Allocution d’ouverture du CA STI : Comité sénatorial permanent des transports et des communications

Monsieur le Président, distingués membres du Comité. Je suis Scott Jones, sous-ministre adjoint de la Sécurité des TI, au Centre de la sécurité des télécommunications Canada. M. Richard Pierson, directeur général de la Cyberdéfense m’accompagne aujourd’hui. Nous sommes heureux de pouvoir vous assister dans vos études préliminaires des questions réglementaires et techniques liées au déploiement des véhicules connectés et automatisés.

L’arrivée de la prochaine génération de véhicules munis d’une plus grande connectivité sans fil et de capacités de conduite automatique est imminente. C’est pourquoi il est opportun et important de se pencher dès maintenant sur les questions réglementaires et techniques qui entoureront l’utilisation de ces véhicules.

Comme l’ont mentionné d’autres témoins, la jonction de ces technologies pourrait représenter pour le Canada et les Canadiens de nombreux avantages économiques et sociaux; on pense entre autres à l’amélioration des déplacements des biens et services et une plus grande sécurité sur nos routes. D’un autre côté, nous risquons d’être plus vulnérables en nous exposant aux cybermenaces de nations états, de criminels, de terroristes et de pirates informatiques qui chercheront à exploiter ces nouvelles technologies du transport pour des motifs différents : pour l’argent, pour créer le chaos ou seulement parce qu’ils en ont l’occasion.

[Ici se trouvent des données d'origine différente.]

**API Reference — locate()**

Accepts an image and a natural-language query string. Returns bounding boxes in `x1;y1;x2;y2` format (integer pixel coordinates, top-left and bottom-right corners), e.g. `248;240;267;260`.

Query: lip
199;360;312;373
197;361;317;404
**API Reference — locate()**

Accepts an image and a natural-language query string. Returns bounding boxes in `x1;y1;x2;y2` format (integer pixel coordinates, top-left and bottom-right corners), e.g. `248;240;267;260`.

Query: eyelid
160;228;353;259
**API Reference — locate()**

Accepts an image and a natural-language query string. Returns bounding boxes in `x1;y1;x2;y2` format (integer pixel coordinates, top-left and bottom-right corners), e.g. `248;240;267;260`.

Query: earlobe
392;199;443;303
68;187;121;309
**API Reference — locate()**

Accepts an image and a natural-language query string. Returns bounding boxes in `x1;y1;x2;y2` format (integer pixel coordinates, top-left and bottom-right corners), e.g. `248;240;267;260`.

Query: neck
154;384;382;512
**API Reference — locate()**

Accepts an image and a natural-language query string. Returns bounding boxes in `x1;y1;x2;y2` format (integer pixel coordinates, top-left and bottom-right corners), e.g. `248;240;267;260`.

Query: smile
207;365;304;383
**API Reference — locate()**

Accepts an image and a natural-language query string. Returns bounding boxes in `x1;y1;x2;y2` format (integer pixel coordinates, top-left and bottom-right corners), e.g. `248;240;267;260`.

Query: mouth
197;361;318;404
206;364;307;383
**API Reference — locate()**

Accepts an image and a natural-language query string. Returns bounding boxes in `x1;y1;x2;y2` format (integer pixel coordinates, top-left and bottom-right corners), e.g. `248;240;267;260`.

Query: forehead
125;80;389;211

À titre de chef de la Sécurité des TI pour le principal organisme technique chargé de la cybersécurité du gouvernement, mon objectif ce matin est de vous expliquer le rôle essentiel joué par la cybersécurité pour protéger le Canada et les Canadiens contre les cybermenaces. Comme il s’agit de mon premier témoignage devant ce comité, j’aimerais tout d’abord vous mettre en contexte et vous parler du CST, des activités de l’organisme et de la manière dont nous exécutons ces activités.

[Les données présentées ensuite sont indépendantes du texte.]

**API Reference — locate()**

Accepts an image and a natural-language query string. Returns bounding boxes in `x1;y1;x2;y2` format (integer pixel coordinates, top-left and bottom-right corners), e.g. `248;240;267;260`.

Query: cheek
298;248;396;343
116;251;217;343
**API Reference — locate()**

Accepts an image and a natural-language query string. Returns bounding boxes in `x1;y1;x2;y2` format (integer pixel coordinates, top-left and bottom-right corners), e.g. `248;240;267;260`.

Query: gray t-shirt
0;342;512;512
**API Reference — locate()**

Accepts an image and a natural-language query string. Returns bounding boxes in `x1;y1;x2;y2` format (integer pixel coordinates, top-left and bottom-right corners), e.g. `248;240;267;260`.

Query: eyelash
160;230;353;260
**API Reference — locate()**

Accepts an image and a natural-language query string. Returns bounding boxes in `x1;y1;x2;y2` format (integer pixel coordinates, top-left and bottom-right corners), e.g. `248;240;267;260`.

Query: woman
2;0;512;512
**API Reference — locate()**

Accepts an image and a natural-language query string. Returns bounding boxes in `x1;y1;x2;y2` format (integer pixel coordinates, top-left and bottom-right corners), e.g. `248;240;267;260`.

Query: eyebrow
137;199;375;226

Le CST est l’un des principaux organismes de sécurité et de renseignement du Canada. Le mandat du CST est énoncé dans la Loi sur la défense nationale et l’organisme relève du ministre de la Défense nationale. Notre mandat compte trois volets. La partie A comprend la collecte de renseignement étranger, conformément aux priorités en matière de renseignement du gouvernement du Canada. La deuxième partie de notre mandat, la partie B, autorise le CST à fournir des avis, des conseils et des services pour aider à protéger les renseignements électroniques et les infrastructures d’information importantes pour le gouvernement du Canada. Ce sont les activités du CST dont je suis à la tête. Enfin, le troisième volet de notre mandat, la partie C, consiste à fournir de l’assistance technique et opérationnelle aux organismes fédéraux qui sont chargés de l’application de la loi et de la sécurité en vertu des fonctions que la loi leur confère.

En ce qui a trait à la cybersécurité, nous misons sur notre expertise technique du cyberenvironnement pour assurer la surveillance des systèmes du gouvernement fédéral afin de repérer les cybermenaces complexes et agir pour les neutraliser. En outre, le CST contribue à soutenir le secteur privé, particulièrement les infrastructures essentielles, en prodiguant de l’information et des conseils en matière d’atténuation des cybermenaces.

Nos réseaux sont de plus en plus interreliés et les aspects de notre quotidien qui dépendent de la connectivité se multiplient sans cesse, on peut donc s’attendre à ce que les cybermenaces aient des conséquences de plus en plus graves. Les véhicules connectés et automatisés deviendront sans doute des cibles de choix pour de nombreux auteurs de menaces, ce qui les rendra particulièrement vulnérables aux vols et aux infractions de toutes sortes. La cybersécurité est essentielle dans l’environnement dynamique des cybermenaces.

Nous croyons que pour accroître la cybersécurité, il faut former et sensibiliser adéquatement les intervenants. C’est pourquoi nous avons élaboré les 10 meilleures mesures de sécurité des TI : pour réduire l’exposition aux menaces et les vulnérabilités, entre autres, du gouvernement. La liste se trouve sur notre site Web ainsi qu’une panoplie de conseils, d’avis et d’alertes. Nous avons récemment pris des mesures pour sensibiliser davantage le public, notamment en lançant un compte Twitter, en publiant plus de contenu sur notre site Web et en produisant des vidéos publiques au sujet de nos activités de cyberdéfense.

Cela dit, il est impossible pour une entité unique de combattre seule toutes les cybermenaces. Nous sommes tous et toutes responsables de la cybersécurité et nous devrons compter sur la coopération, l’expertise et l’innovation pour protéger la sécurité du Canada et des Canadiens.

Merci de me donner l’occasion de participer à cette étude. Maintenant, mon collègue, M. Richard Pierson et moi nous ferons une joie de répondre à vos questions.